Quatre méthodes pour vous aider à établir vos prix de vente
1 — La méthode du coût unitaire majoré d’un pourcentage du prix de vente
Selon cette méthode, on utilise les coûts totaux comme base pour établir les prix de vente des différents items inscrits sur vos cartes et vos menus. Avec cette méthode, vous pourrez récupérer à long terme tous vos coûts de transformation, de communication/commercialisation, d’administration et de financement, et obtenir de surcroît un montant raisonnable de profit pour rémunérer le capital investi dans votre entreprise.
Exemple
Le propriétaire du restaurant La Belle Pizza inc. prévoit une production annuelle de 20 000 pizzas et il planifie à cet effet les coûts unitaires suivants :
- Ressources alimentaires 2,50 $
- Main d’œuvre 2,50 $
- Frais généraux 2,50 $
- Amortissement 0,50 $
- Frais financiers 0,50 $
- Coût totaux 8,50 $
Si le propriétaire juge qu’un profit avant impôt de 10 % par rapport aux « prix de vente » est tout à fait raisonnable, calculez quel sera le « prix de vente » minimum demandé pour chaque pizza ?
Si PV est = au « prix de vente » alors :
- 8,50 $ + 10 % du prix de vente = prix de vente
- 8,50 $ + 0,10 PV = PV
- 8,50 $ = PV – 0,10 PV
- 8,50 $ = 0,90 PV
- 8,50 $ / 0,90 = PV
- 9,45 $ = PV
Le prix de vente minimum suggéré pour chaque pizza est donc de 9,45 $
2 — La méthode du coût majoré du rendement désiré sur le capital investi
Le capital investi par le propriétaire dans l’entreprise La Belle Pizza inc. est de 150 000 $. Celui-ci désire obtenir un rendement sur son investissement de 16 %. Alors, au coût total unitaire de notre pizza doit s’ajouter un montant de 1,20 $ qui représente le bénéfice moyen qu’il faut obtenir par pizza vendue pour assurer un bénéfice total de 24 000 $ par année, soit 16 % de 150 000 $. Le bénéfice moyen par pizza est calculé en supposant une activité de production et de vente équivalente à la capacité pratique de l’entreprise, c’est-à-dire 20 000 pizzas par année. Si vous calculez le prix de vente minimum selon cette méthode, vous trouverez alors :
8,50 $ + ((16 % de 150 000 $) / 20 000 pizzas) = 9,70 $ par pizza
3 — La méthode du coût de nourriture « food cost »
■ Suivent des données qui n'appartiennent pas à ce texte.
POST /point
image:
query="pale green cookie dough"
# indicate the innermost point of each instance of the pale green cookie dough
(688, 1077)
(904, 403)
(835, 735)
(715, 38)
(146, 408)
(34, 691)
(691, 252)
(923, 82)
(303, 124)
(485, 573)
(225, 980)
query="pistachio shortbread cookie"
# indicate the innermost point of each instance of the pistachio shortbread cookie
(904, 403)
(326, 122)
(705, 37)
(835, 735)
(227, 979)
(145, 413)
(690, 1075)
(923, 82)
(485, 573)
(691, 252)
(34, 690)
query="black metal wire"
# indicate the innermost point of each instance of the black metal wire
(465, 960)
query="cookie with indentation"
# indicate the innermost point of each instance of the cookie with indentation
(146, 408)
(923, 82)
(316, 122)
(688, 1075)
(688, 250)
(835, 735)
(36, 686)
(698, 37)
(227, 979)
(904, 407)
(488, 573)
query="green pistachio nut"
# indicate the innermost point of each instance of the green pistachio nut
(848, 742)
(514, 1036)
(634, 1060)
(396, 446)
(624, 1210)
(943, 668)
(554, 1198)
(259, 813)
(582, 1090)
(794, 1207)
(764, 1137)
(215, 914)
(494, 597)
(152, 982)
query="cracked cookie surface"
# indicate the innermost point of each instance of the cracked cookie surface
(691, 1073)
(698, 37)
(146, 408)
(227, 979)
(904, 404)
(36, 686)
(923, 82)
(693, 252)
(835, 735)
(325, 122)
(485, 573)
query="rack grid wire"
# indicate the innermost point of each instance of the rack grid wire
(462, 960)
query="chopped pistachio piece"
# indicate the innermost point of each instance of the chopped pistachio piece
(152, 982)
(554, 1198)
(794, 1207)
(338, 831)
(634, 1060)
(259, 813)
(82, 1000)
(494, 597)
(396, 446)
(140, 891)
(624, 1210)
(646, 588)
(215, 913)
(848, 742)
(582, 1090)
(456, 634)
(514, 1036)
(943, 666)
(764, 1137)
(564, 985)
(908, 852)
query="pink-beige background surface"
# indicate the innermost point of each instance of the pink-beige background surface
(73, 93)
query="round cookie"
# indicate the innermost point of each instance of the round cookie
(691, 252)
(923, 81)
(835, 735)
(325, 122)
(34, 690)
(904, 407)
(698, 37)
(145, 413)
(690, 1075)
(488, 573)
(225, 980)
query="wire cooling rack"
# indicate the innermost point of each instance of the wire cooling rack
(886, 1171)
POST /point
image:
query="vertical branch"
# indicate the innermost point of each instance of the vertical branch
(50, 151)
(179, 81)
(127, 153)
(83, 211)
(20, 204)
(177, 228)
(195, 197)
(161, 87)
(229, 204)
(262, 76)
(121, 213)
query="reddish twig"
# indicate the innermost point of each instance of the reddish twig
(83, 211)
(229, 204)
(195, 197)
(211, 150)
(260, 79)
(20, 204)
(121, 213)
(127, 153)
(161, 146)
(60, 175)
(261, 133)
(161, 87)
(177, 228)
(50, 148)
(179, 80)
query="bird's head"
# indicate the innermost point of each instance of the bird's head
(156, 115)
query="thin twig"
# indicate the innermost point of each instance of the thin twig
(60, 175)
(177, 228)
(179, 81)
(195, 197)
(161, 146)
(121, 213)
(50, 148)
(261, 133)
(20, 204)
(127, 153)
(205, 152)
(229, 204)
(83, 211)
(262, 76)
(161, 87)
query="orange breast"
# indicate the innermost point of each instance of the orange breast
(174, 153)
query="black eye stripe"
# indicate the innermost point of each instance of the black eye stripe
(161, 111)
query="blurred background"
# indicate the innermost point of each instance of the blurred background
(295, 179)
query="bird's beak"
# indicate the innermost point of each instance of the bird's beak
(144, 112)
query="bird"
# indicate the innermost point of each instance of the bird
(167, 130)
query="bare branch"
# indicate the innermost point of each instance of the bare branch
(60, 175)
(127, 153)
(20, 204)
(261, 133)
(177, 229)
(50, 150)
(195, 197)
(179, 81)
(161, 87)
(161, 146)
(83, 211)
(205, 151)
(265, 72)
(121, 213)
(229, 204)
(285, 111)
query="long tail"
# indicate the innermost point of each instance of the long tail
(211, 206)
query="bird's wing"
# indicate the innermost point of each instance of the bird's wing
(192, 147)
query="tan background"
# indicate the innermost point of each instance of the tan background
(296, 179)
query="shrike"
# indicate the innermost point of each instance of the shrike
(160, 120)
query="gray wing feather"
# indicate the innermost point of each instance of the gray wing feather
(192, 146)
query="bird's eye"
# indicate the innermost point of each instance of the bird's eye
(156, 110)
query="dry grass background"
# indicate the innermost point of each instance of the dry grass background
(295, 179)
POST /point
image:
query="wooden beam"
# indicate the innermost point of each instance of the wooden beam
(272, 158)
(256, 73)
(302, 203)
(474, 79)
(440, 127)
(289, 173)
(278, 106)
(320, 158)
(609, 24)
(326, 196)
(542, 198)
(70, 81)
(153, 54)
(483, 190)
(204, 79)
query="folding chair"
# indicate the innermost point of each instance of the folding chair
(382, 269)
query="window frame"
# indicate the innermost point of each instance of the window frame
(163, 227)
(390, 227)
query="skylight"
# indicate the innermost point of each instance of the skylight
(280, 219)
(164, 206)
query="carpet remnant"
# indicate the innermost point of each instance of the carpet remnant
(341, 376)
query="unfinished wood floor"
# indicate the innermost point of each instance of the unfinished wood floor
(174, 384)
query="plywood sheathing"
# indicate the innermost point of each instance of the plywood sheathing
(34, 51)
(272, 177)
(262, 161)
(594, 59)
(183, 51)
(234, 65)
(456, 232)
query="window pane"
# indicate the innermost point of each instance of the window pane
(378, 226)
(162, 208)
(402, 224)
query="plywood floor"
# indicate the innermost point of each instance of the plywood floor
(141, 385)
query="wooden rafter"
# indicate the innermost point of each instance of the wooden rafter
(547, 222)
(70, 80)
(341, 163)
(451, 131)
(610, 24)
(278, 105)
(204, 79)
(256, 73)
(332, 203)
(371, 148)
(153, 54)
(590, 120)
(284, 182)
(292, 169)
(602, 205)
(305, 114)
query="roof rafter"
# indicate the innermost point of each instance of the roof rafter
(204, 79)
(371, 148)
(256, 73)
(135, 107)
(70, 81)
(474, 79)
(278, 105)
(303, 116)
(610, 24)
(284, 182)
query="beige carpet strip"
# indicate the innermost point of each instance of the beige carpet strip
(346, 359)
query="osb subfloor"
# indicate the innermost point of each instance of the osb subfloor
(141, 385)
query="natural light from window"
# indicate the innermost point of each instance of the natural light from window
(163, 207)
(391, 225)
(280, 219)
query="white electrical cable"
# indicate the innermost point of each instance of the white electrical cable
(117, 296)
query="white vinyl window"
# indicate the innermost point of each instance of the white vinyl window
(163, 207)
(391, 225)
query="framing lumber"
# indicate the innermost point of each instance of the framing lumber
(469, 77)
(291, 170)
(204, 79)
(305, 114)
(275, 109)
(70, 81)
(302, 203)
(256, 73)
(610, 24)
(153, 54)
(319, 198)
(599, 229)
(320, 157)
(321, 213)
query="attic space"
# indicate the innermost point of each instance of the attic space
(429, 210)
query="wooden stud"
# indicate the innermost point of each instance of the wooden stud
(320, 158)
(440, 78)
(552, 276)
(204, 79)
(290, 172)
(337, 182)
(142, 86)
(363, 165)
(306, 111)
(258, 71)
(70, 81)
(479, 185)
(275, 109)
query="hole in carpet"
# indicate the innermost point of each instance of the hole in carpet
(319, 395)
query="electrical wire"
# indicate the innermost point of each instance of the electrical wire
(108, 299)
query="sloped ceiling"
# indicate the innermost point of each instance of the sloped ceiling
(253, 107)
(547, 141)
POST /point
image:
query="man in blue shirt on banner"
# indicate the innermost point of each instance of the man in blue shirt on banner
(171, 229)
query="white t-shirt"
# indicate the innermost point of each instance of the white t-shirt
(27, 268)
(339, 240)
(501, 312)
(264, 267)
Dans notre exemple, La Belle Pizza inc., le coût unitaire de ressources alimentaires est de 2,50 $. Si le coût de nourriture désiré (le « food cost » désiré) est de 25 %, alors le prix de vente se calculera de la façon suivante :
- 2,50 $ / 25 % = 10 $ par pizza
Selon cette approche, le prix de vente est fixé par rapport aux prix affichés chez les concurrents, la demande et l’intuition du preneur de décision. Évidemment, vous l’aurez compris, cette méthode, même si en pratique elle est souvent la plus utilisée, n’en demeure pas moins tout à fait inappropriée. Son application peut vous conduire tout droit vers la faillite, car le concurrent du coin (celui sur lequel vous avez aligné vos prix de vente) pratique peut-être une politique de prix en bas de son coût.
Il est pratiquement impossible que vous ayez la même structure de coûts que vos concurrents. Il est presque inimaginable de trouver deux restaurants qui possèdent le même coût de revient complet (c’est-à-dire les mêmes coûts de transformation, les mêmes coûts d’exploitation et, etc.). Vous ne dépensez probablement pas pour vos employés de cuisine le même montant que vos compétiteurs et surtout, vous n’avez sûrement pas les mêmes coûts de loyer, amortissement, décorations, taxes, assurances, et, etc.
Les limites de nos quatre méthodes théoriques
Les méthodes de fixation des prix de vente que nous venons de vous présenter forment un cadre théorique très précieux qui doit servir de guide pour les preneurs de décisions.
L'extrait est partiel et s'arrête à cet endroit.